I don’t read parenting books, but I like where Dr. Borba is coming from. I was never my father’s friend, and this is by no means a criticism of his parenting style (if such a thing even existed in the ’70s). My dad was a father — an overworked man who’d sired two daughters and two sons by the time he was 30. Born in 1939, he was part of the aptly named Silent Generation. My favorite memories with him are driving to the Jersey Shore in his ’62 Corvair and carrying the tools when he fixed things around the house.
Unlike many of my peers, I have no plan to overcompensate for my father’s distance. Quite the contrary, I’ve come to admire the quiet expectations he put upon me. Maybe he never sat down and played with my Legos, but he also never pandered to me. Praise was a rarity because, in his mind, his children were smart, capable human beings — and this was the greatest compliment he could pay to anyone.
It’s worth noting that my siblings had radically different experiences growing up. For one, I don’t envy my eldest sister for being on the receiving end of our father’s hair-trigger temper, which mellowed slightly over the years. I would argue that this, too, was of the time — especially with parents who themselves grew from teenagers to grown-ups as they cranked out four kids.

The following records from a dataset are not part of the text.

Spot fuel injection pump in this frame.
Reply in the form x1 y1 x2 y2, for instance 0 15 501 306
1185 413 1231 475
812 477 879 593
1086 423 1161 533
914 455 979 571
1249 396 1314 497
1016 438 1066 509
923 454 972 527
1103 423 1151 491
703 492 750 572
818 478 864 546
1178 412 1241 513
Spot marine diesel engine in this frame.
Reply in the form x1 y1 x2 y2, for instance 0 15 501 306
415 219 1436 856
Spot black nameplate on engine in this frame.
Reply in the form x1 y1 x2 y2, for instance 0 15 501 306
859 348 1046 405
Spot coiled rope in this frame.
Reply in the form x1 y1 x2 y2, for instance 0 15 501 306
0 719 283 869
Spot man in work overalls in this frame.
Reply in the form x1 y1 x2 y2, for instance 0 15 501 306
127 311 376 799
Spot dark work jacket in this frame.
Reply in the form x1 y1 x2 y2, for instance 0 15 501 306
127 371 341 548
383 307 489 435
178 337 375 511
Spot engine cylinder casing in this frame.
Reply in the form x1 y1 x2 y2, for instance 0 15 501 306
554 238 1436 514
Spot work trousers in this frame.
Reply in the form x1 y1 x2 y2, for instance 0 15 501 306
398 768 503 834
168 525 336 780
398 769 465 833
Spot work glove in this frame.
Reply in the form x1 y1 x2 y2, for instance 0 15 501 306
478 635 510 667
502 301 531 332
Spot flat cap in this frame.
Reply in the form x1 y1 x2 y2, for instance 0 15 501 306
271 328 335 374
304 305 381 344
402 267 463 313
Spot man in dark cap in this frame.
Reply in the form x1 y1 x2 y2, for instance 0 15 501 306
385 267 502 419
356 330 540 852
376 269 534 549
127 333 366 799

That’s not to say I’m detached from my son. I’m equal parts father, clown, and plaything; I sit down with the Legos, I cheer for his victories and, yes, I call him “buddy.” We can credit modern sensibilities that allowed men to break from the past’s stiffer roles; I can also credit my mother, whose affection and attention balanced my father’s chillier demeanor. (Favorite mother memories: leaning over the front seat as she drove our enormous green station wagon, grocery shopping.)
Still, my wife and I are parents who present a united front against our toddler’s tempestuous tyranny. When he gets mad, when he plays favorites, when he wags his stupid little finger and tries to hurt our feelings, we don’t take it personally. He’s not our pal. He’s a 3-year-old. It’s his job to push buttons and learn boundaries. How else will he learn what’s acceptable and what’s not, if not by trial and error?
I must admit, though, the finger-pointing gets under my skin. That’s just bad manners, even among friends. But, as with everything else, we’re working on it.